La sua storia è diventata virale grazie a un post pubblicato su Reddit nel gennaio scorso. Le immagini della risonanza e il racconto estremamente dolce di chi ha vissuto con lei hanno poi fatto il resto. "Rispondeva quando la chiamavamo. Si sedeva, si sdraiava, faceva i comandi normali. Non giocava tantissimo. Con l'età è diventata sempre più strana", ha raccontato la famiglia. "È stata il nostro miracolo medico strambo".

Maggie ha vissuto fino a ben 12 anni. Solo quando le crisi epilettiche sono diventate troppo frequenti, impedienti e difficili da gestire, la famiglia ha dovuto prendere la decisione più dolorosa.

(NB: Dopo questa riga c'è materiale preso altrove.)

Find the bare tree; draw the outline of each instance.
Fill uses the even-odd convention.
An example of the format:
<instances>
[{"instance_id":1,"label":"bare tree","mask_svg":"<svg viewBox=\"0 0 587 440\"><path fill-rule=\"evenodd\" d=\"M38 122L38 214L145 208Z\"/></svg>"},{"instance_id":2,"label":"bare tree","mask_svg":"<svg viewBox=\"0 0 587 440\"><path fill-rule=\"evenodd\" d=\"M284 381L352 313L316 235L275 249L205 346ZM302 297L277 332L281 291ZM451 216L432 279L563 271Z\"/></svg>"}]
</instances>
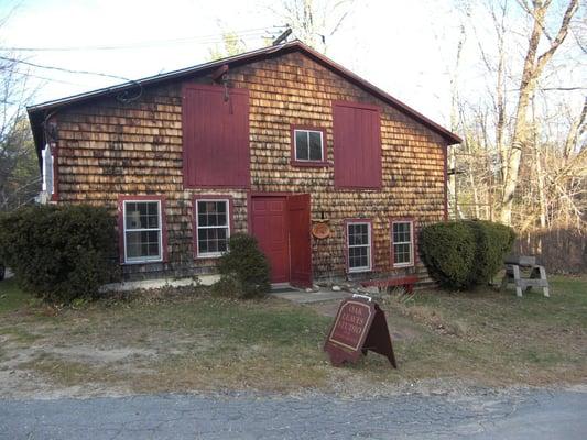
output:
<instances>
[{"instance_id":1,"label":"bare tree","mask_svg":"<svg viewBox=\"0 0 587 440\"><path fill-rule=\"evenodd\" d=\"M518 186L522 152L529 143L530 124L528 114L531 97L536 90L537 80L545 66L565 41L569 31L570 20L578 9L578 0L569 0L558 30L555 36L552 37L546 24L546 14L552 0L532 0L532 4L528 4L525 0L519 0L519 3L531 18L532 31L529 36L528 51L518 91L513 135L510 146L507 148L500 216L501 221L506 224L511 224L512 222L512 205ZM539 55L539 46L543 37L547 38L548 47Z\"/></svg>"},{"instance_id":2,"label":"bare tree","mask_svg":"<svg viewBox=\"0 0 587 440\"><path fill-rule=\"evenodd\" d=\"M271 12L289 24L293 34L323 53L352 11L355 0L281 0Z\"/></svg>"},{"instance_id":3,"label":"bare tree","mask_svg":"<svg viewBox=\"0 0 587 440\"><path fill-rule=\"evenodd\" d=\"M231 31L222 32L222 42L208 50L210 61L238 55L246 51L247 44L244 41L236 32Z\"/></svg>"},{"instance_id":4,"label":"bare tree","mask_svg":"<svg viewBox=\"0 0 587 440\"><path fill-rule=\"evenodd\" d=\"M0 20L0 29L7 18ZM41 177L25 103L32 97L19 57L0 53L0 211L30 202Z\"/></svg>"}]
</instances>

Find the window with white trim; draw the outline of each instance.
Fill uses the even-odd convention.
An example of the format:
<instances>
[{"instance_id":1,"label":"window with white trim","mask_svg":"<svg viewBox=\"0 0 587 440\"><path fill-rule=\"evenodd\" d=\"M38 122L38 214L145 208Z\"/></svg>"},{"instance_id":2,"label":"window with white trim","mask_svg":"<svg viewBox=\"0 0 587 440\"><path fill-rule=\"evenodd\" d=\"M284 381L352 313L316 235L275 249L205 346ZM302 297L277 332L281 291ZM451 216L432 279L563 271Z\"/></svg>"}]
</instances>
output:
<instances>
[{"instance_id":1,"label":"window with white trim","mask_svg":"<svg viewBox=\"0 0 587 440\"><path fill-rule=\"evenodd\" d=\"M324 161L324 133L319 130L294 129L295 160L300 162Z\"/></svg>"},{"instance_id":2,"label":"window with white trim","mask_svg":"<svg viewBox=\"0 0 587 440\"><path fill-rule=\"evenodd\" d=\"M161 200L124 200L124 262L163 260Z\"/></svg>"},{"instance_id":3,"label":"window with white trim","mask_svg":"<svg viewBox=\"0 0 587 440\"><path fill-rule=\"evenodd\" d=\"M414 222L394 221L391 227L393 267L414 264Z\"/></svg>"},{"instance_id":4,"label":"window with white trim","mask_svg":"<svg viewBox=\"0 0 587 440\"><path fill-rule=\"evenodd\" d=\"M47 144L45 148L41 151L41 157L43 160L43 185L42 189L46 191L50 196L55 193L54 190L54 177L53 177L53 151Z\"/></svg>"},{"instance_id":5,"label":"window with white trim","mask_svg":"<svg viewBox=\"0 0 587 440\"><path fill-rule=\"evenodd\" d=\"M197 255L220 256L228 250L230 204L226 199L196 200Z\"/></svg>"},{"instance_id":6,"label":"window with white trim","mask_svg":"<svg viewBox=\"0 0 587 440\"><path fill-rule=\"evenodd\" d=\"M349 272L371 270L371 223L352 221L347 223L347 250Z\"/></svg>"}]
</instances>

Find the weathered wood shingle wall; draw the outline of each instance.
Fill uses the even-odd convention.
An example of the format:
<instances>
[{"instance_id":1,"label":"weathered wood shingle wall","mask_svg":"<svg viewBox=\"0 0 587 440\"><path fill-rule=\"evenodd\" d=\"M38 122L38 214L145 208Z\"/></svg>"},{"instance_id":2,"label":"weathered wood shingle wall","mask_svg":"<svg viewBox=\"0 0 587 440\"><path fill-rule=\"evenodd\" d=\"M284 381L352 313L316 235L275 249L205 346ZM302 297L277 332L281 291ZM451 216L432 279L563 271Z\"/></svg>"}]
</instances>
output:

La storia di Maggie è indubbiamente straordinaria, ma non deve far pensare che l'idrocefalo sia una condizione lieve o così facilmente gestibile. In molti casi provoca gravi disabilità e richiede terapie complesse, talvolta anche interventi chirurgici per drenare il liquido in eccesso. Il caso di Maggie rappresenta quindi una rara eccezione. "Non aveva" il cervello, o meglio ne aveva molto meno del normale, compresso e adattato a uno spazio minimo. Eppure le è bastato per vivere, riconoscere la sua famiglia, crescere dei cuccioli, attraversare dodici anni di vita piena di amore.